As zonas regadas não são devidamente aproveitadas, como
acontece no período de rega do Caia, e aos projectos existentes não é dada
execução. Assim acontece com a barragem de Pisão, de importância fundamental para
os concelhos de Crato e Alter do Chão; com a barragem da Apertadura, em Marvão,
com elevado significado para o desenvolvimento agrícola deste concelho e
decisiva para o regular abastecimento de água de Portalegre, particularmente
agora que se avança para a instalação de uma zona industrial, e é ainda o caso
do projecto de Alqueva que, sendo embora de maior relevância para outros
distritos, beneficiará também algumas zonas dos concelhos do sul do distrito.
É conhecida a importância da pecuária no sector primário.
Mas o matadouro regional de Portalegre - para a instalação do qual já foram
adquiridos terrenos -, vital para o desenvolvimento da pecuária,
particularmente se integrado num plano mais vasto de recolha e abate de gado,
não é iniciado.
Não é dado qualquer apoio à introdução de novas culturas, e
as experiências positivas existentes, nomeadamente com o tabaco - introduzido
pelas cooperativas da Reforma Agrária -, ou com o algodão - cujos resultados
obtidos nas experiências feitas em Elvas parece terem sido animadores -, não
são minimamente fomentadas.
Ao nível da florestação existem projectos, alguns
ambiciosos, como o da serra de S. Mamede.
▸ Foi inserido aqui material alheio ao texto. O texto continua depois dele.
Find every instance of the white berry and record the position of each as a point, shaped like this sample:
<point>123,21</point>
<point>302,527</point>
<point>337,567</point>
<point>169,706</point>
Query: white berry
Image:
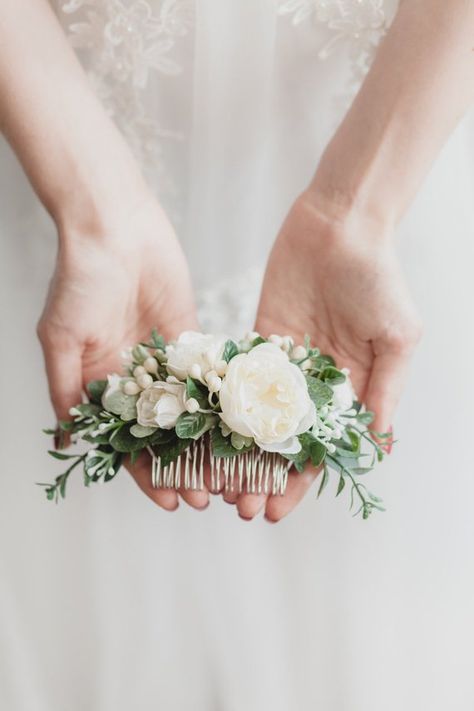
<point>195,371</point>
<point>150,365</point>
<point>299,352</point>
<point>221,367</point>
<point>192,405</point>
<point>144,380</point>
<point>131,388</point>
<point>276,340</point>
<point>214,383</point>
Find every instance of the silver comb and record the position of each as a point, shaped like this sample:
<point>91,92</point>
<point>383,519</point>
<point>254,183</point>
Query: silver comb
<point>253,472</point>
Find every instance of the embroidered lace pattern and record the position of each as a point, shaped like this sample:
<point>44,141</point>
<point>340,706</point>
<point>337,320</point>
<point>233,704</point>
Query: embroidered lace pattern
<point>121,44</point>
<point>357,24</point>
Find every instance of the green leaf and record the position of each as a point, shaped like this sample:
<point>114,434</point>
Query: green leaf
<point>333,375</point>
<point>354,439</point>
<point>317,452</point>
<point>222,446</point>
<point>124,441</point>
<point>365,417</point>
<point>230,350</point>
<point>194,425</point>
<point>141,431</point>
<point>341,485</point>
<point>324,480</point>
<point>240,442</point>
<point>66,425</point>
<point>60,455</point>
<point>158,341</point>
<point>198,391</point>
<point>95,390</point>
<point>319,392</point>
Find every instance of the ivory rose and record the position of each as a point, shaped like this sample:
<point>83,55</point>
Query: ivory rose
<point>193,348</point>
<point>161,404</point>
<point>264,396</point>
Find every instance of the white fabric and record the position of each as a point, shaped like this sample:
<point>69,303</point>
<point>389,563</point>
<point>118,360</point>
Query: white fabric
<point>107,603</point>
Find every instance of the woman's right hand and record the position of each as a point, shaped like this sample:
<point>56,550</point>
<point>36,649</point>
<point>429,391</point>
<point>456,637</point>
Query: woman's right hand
<point>112,284</point>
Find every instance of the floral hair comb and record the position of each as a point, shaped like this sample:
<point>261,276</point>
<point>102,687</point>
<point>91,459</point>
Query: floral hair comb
<point>245,412</point>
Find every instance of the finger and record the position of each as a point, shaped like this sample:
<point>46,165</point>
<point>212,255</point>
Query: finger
<point>141,471</point>
<point>197,499</point>
<point>278,506</point>
<point>249,505</point>
<point>64,371</point>
<point>385,385</point>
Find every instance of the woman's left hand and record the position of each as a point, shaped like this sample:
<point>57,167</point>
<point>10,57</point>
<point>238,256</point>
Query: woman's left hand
<point>339,281</point>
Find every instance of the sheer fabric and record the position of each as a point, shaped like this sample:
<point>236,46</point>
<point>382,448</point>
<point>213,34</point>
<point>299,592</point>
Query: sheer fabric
<point>107,603</point>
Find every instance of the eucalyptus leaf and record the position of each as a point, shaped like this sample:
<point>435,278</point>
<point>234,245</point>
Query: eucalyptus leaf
<point>95,390</point>
<point>230,350</point>
<point>194,425</point>
<point>333,375</point>
<point>320,393</point>
<point>141,431</point>
<point>341,485</point>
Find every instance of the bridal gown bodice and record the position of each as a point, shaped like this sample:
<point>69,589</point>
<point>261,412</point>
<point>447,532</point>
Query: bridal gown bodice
<point>109,604</point>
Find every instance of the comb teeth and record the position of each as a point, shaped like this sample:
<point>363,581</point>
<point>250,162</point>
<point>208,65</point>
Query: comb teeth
<point>254,472</point>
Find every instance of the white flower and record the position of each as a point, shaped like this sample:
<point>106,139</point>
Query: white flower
<point>264,396</point>
<point>161,404</point>
<point>343,396</point>
<point>115,400</point>
<point>194,349</point>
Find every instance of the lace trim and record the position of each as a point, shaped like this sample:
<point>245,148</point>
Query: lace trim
<point>122,43</point>
<point>360,23</point>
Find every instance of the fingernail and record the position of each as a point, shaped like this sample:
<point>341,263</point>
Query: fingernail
<point>203,508</point>
<point>389,445</point>
<point>58,438</point>
<point>173,509</point>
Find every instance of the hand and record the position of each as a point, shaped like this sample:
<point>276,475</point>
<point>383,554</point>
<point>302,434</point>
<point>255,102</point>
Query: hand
<point>108,290</point>
<point>339,281</point>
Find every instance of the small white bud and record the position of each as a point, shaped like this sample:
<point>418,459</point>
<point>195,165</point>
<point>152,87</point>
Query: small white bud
<point>287,344</point>
<point>221,367</point>
<point>195,371</point>
<point>131,388</point>
<point>144,380</point>
<point>299,352</point>
<point>150,365</point>
<point>276,340</point>
<point>192,405</point>
<point>251,335</point>
<point>214,384</point>
<point>210,375</point>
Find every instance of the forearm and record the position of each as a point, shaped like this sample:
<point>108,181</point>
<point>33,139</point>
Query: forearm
<point>420,85</point>
<point>71,151</point>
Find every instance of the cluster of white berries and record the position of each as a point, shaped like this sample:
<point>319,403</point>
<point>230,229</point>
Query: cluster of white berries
<point>143,376</point>
<point>211,378</point>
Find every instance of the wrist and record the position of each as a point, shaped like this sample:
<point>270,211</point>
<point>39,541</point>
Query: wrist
<point>346,215</point>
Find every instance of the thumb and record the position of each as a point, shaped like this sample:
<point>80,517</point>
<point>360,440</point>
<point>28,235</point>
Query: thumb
<point>384,387</point>
<point>64,370</point>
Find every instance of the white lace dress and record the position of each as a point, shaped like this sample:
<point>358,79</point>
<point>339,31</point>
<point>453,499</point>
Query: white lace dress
<point>108,604</point>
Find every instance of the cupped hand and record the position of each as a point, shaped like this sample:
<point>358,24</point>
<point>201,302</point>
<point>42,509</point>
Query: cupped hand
<point>111,285</point>
<point>340,282</point>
Mas não se passa dos projectos. E é
elucidativo, neste campo, que até há relativamente pouco tempo, e talvez hoje
ainda, não esteja colocado na capital do distrito um único engenheiro
silvicultor.
É evidente que tais factos, a par com a sistemática
destruição das unidades colectivas e cooperativas da Reforma Agrária, com o
abandono sistemático das terras pelos reservatários e com o fraco peso dos
outros sectores de actividade, vão-se traduzindo num crescente aumento do
desemprego, hoje novamente um dos maiores problemas do distrito.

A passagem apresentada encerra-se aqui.